# 1988 Schwinn Traveler...just got it...



## HARPO

Like I had stated in an earlier Post, my collection is like the ocean tides. I sold a 1956 Rudge on Friday, and then bought this on Saturday. What a disease, lol.

Anyway, the bike is my frame size, and is 100% original, right down to the dried out tires. (_Took this quick photo in my house as it's pouring outside_). It appears that the bike had hardly any road time, and there's barely a scratch on it. Wheels are pretty straight and all is smooth in the way of braking. I haven't even ridden it! Middle of the road Schwinn, but the condition, frame size and color is what made me buy it...along with the fact I got it for $80.

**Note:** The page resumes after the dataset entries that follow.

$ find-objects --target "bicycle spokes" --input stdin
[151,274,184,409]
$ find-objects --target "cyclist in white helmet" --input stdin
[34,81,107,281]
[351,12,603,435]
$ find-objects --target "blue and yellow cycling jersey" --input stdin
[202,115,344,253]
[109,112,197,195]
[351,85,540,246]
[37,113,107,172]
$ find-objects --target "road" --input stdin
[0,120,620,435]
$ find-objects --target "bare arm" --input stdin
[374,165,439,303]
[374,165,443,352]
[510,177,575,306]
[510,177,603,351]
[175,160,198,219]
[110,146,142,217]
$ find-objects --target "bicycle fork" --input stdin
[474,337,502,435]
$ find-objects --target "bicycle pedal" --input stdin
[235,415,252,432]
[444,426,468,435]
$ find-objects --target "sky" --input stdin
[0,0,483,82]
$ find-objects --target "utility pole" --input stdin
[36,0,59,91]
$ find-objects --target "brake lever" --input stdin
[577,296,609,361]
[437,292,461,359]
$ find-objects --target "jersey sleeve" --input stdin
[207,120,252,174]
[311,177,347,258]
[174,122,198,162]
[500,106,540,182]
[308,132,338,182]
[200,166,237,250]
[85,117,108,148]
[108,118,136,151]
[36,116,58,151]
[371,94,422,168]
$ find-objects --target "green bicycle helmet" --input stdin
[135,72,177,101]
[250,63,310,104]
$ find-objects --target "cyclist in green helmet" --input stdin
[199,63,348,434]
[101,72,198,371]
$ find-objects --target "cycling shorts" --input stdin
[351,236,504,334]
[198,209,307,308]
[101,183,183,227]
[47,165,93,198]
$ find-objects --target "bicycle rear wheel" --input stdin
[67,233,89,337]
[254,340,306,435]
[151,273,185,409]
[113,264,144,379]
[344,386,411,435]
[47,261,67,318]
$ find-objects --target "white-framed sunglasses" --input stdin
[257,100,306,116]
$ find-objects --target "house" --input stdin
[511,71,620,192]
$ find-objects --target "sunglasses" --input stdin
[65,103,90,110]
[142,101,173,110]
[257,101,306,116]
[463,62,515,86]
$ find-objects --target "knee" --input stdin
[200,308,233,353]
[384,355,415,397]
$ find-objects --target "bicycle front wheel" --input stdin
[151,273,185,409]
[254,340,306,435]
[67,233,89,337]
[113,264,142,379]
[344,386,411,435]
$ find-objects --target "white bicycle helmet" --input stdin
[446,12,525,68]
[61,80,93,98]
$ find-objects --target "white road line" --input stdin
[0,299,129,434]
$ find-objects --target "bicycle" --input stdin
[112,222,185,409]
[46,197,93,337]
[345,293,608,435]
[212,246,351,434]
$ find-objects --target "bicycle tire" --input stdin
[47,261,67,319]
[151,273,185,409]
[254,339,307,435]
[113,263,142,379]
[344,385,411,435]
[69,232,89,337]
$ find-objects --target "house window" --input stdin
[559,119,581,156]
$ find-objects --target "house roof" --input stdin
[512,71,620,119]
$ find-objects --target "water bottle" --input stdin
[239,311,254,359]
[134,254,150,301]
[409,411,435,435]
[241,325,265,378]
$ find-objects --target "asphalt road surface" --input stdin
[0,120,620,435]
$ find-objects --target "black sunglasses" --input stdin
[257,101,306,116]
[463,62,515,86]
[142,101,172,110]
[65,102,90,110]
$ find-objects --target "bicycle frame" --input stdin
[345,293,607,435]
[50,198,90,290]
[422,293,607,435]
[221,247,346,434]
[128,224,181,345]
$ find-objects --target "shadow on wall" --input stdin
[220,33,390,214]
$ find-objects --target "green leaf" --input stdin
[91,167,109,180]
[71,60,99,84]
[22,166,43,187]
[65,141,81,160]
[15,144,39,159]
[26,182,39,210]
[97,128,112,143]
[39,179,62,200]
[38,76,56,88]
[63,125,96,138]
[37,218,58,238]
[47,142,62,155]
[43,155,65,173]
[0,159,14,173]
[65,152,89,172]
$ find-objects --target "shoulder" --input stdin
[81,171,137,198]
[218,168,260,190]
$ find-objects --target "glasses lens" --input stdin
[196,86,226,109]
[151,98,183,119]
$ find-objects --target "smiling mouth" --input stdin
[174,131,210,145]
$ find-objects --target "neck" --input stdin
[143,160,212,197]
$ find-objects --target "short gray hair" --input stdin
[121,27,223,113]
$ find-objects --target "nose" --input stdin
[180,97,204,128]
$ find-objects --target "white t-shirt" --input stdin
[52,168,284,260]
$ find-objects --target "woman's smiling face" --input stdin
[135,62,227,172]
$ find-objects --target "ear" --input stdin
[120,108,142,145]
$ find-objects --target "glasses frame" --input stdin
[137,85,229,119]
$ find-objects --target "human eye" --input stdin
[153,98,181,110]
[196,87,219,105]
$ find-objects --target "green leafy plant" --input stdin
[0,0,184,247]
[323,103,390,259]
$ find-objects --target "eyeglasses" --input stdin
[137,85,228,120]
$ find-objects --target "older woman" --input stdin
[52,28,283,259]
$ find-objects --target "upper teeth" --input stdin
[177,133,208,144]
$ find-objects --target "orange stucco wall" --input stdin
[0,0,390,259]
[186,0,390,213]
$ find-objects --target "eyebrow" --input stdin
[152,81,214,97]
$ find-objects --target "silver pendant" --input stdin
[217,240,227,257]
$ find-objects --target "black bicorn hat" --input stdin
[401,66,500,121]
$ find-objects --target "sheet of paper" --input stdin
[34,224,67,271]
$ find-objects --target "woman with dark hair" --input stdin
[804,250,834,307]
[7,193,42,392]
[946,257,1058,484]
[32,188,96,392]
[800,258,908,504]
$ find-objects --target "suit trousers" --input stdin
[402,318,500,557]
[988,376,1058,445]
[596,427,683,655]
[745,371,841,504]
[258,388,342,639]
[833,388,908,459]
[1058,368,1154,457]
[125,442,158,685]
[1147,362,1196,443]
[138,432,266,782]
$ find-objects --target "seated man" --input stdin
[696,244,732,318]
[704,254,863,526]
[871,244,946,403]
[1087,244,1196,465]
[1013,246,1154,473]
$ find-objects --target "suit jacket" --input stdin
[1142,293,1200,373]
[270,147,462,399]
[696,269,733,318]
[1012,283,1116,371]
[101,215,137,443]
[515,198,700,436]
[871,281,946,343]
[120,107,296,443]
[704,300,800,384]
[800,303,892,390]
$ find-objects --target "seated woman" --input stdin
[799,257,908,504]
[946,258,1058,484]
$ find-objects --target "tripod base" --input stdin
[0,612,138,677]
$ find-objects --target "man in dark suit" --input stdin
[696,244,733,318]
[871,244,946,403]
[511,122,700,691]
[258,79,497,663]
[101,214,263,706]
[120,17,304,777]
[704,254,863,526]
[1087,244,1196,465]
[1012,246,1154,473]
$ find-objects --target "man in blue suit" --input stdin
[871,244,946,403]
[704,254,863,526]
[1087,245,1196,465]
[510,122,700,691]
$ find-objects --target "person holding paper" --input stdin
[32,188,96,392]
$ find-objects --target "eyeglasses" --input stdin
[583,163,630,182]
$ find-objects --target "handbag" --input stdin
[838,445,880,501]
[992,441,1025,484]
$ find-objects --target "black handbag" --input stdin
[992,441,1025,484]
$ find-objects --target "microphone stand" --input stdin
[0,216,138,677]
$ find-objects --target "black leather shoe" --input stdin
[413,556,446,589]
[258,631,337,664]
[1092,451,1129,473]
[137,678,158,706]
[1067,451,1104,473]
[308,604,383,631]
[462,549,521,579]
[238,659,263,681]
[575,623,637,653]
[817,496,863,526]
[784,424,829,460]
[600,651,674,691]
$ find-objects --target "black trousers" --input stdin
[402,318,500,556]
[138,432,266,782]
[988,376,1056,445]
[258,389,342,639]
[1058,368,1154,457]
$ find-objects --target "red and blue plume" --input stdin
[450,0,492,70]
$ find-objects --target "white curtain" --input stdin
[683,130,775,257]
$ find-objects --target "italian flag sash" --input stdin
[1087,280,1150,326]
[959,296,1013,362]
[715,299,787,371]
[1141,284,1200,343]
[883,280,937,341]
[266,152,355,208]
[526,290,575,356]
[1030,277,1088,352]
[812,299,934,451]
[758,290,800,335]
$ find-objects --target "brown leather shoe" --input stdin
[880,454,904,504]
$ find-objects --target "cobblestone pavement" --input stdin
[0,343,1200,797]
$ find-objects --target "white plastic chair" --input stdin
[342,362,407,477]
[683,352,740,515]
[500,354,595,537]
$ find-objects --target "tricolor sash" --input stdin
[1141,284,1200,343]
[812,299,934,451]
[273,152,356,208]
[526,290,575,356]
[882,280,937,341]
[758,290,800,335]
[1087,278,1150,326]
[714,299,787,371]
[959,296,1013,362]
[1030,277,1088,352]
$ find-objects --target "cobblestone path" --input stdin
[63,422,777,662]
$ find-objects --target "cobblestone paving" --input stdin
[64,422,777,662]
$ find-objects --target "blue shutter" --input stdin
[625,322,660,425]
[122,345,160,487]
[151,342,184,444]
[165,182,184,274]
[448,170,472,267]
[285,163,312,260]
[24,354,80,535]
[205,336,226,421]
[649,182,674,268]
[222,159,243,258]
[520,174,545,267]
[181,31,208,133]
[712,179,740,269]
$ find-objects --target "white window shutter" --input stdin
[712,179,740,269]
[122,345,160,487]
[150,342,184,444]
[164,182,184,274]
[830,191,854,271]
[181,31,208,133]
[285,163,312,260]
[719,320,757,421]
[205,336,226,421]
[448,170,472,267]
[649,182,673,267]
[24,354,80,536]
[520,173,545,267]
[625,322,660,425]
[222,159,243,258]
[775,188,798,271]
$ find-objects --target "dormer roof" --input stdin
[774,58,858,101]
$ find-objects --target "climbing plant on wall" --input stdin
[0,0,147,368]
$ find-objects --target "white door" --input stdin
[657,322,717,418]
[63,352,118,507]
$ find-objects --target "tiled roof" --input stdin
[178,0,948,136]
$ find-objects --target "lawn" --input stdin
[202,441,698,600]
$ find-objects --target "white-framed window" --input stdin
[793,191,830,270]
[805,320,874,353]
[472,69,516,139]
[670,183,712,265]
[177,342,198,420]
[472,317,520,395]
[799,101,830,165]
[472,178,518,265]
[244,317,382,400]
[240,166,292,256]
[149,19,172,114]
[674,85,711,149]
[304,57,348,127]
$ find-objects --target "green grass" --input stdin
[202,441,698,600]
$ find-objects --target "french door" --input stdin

Photos to come of closeups, but it's basically a time capsule. I'll have it standing next to my 1988 Schwinn Premis in no time! And this one, like the Premis, was made in the Gainsville plant, so it's the last year of an American made Schwinn. It also has the Made In USA decal on it.


----------



## HARPO

Well, now that my glasses are on, more detailing than I had thought. As is, though, it rides pretty nice for a short ride down the street. Glad the tires didn't explode...


----------



## HARPO

A few more Before shots...and it has the fluted alloy seat post. Nice 12 speed with the Light Action Shimano components.


----------



## Sven

Great score!


----------



## HARPO

Now that the Fuji del Ray is finished, I managed to get this one done also. I just need to replace the saddle with one I have, but I'm not quite sure which one just yet. I took it for a very short ride and was happy with how well it rode. I don't know what my expectations were, but they were exceeded. Smooth ride and easy, precise shifting into gears. I'll hang onto this one for a while.

Next up will be the black Raleigh Sports I picked up a couple of weeks ago...


----------



## dweenk

I think Schwinn used the Traveler name a bit too much. Several years ago I bought a 3 speed World Traveler step through that was Electro-Forged and weighed about 43 pounds. I sold that and bought a Traveler 10 speed High-Tensile framed bike that weighed about 28 pounds (not a bad bike BTW). Then I bought a Traveler built with True Temper tubing that weighed about 24 pounds and gave it to friend.


----------



## HARPO

It's crazy how smooth a ride that this thing has. I was out on my Centurion Ironman Master this morning for a nice ride, so it was two different bikes in one day as a comparison. But the Traveler has such a nice feel to it, I can see myself putting a bit more miles on it than originally anticipated.


----------



## Heart-like-a-lion

I’m working on a Schwinn Traveler I got for free going to look good put $100 in to it soon it will be done passed picture will add picture when it’s done doesn’t look like that anymore


----------



## juvela

-----

Very nice; thanks for sharing this good find.  

Slightly odd that they selected an all steel pedal to mount to a cycle with otherwise all alloy components.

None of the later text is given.